Here’s what typical investors’ asset allocations—remember, that’s the mix of different investments—might look like as they get older. These figures are taken from Vanguard’s target date funds.
These allocations are just general rules of thumb. Some people prefer to have 100 percent in stocks until they’re in their thirties or forties. Others are more conservative and want some money in bonds. But the big takeaway here is that if we’re in our twenties and thirties, we can afford to be aggressive about investing in stocks and stock funds—even if they drop temporarily— because time is on our side.

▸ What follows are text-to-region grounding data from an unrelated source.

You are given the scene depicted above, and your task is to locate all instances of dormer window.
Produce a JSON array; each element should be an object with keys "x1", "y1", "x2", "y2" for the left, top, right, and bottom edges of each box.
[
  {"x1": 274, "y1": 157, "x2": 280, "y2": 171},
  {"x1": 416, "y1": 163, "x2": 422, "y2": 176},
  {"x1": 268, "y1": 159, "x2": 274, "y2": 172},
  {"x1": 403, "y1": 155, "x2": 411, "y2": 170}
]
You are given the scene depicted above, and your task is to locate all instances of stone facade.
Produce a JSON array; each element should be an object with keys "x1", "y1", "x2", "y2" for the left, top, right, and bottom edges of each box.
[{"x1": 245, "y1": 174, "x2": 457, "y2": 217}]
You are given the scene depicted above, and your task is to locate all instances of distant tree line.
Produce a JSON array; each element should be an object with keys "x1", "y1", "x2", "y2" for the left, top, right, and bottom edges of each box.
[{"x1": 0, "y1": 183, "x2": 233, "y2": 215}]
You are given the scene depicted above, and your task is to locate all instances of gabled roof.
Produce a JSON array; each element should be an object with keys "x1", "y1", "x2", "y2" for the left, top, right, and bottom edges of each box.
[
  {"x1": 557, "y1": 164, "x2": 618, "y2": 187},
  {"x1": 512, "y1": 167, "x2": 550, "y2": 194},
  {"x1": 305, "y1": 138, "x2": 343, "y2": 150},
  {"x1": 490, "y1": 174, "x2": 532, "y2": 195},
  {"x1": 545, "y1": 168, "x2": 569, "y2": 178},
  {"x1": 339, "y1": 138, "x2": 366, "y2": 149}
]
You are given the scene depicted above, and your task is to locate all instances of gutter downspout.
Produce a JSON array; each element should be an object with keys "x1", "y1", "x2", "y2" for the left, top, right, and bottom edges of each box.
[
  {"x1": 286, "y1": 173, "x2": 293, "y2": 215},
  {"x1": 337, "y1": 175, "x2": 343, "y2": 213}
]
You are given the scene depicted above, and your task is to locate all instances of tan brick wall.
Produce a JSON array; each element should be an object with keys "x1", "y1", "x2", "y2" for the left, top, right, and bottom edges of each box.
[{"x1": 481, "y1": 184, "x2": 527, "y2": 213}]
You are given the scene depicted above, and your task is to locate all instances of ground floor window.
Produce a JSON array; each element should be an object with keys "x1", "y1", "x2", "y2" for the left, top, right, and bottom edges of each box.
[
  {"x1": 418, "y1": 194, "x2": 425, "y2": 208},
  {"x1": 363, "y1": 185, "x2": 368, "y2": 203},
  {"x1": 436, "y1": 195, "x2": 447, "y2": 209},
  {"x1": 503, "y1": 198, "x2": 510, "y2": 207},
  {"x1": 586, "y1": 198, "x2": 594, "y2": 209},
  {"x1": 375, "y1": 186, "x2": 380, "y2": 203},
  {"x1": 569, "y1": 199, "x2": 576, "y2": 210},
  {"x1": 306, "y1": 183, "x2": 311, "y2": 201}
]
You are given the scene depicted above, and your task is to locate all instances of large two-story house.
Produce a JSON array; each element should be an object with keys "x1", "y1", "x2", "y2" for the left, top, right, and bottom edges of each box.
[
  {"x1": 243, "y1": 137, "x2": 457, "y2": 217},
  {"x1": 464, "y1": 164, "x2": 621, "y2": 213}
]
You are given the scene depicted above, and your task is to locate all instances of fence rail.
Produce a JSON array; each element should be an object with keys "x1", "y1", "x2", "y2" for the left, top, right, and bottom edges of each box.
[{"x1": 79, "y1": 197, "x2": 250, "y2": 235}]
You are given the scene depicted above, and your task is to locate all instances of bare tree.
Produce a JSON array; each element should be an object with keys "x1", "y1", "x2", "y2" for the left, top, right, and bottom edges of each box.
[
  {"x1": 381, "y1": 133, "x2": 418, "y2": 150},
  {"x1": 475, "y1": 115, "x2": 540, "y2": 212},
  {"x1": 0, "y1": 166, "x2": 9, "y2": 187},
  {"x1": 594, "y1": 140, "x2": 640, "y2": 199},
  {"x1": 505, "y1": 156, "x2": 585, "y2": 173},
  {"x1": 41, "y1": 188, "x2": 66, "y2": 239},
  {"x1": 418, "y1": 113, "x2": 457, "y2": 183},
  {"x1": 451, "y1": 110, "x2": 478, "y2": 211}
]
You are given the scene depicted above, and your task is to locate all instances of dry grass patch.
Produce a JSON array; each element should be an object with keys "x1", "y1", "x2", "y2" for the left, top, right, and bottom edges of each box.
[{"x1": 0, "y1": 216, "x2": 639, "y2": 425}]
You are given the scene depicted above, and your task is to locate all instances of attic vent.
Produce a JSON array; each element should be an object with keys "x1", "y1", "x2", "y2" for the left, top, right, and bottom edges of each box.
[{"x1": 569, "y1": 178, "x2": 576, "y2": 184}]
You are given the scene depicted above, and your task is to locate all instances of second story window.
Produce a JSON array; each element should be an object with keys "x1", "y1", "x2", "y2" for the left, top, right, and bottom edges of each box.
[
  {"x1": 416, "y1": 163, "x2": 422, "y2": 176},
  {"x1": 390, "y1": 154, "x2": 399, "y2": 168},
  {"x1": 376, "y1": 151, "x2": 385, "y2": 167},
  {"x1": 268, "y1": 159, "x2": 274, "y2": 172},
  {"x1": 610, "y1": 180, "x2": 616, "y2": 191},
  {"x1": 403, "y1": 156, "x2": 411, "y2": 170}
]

And honestly, if you’re nervous about investing and just starting out, your biggest danger isn’t having a portfolio that’s too risky. It’s being lazy and overwhelmed and not doing any investing at all. That’s why it’s important to understand the basics but not get too wrapped up in all the variables and choices.
Over time, you can manage your asset allocation to reduce risk and get a fairly predictable return on investments. Thirty years from now, you’re going to need to invest very differently from how you do today. That’s just natural: You invest much more aggressively in your thirties than in your sixties, when you find yourself growing older and telling long-winded stories about how you trudged through three miles of snow (each way) to get to school every morning. The real work in investing comes with creating an investment plan that’s appropriate for your age and comfort level with risk.
All of this sounds completely reasonable: “I invest aggressively when I’m younger, and as I get older, I get more conservative.”
How the hell are you actually supposed to do it? What specific investments should you choose? Should you invest in individual stocks? (No.) Most people stop here, thinking that investing is only about stocks. Not surprisingly, when they try to think more deeply about this, they get confused and delay the decision to invest until someday in the future.
Don’t let this happen to you! Let’s go further up the Pyramid of Investing Options to cover another key to investing: funds.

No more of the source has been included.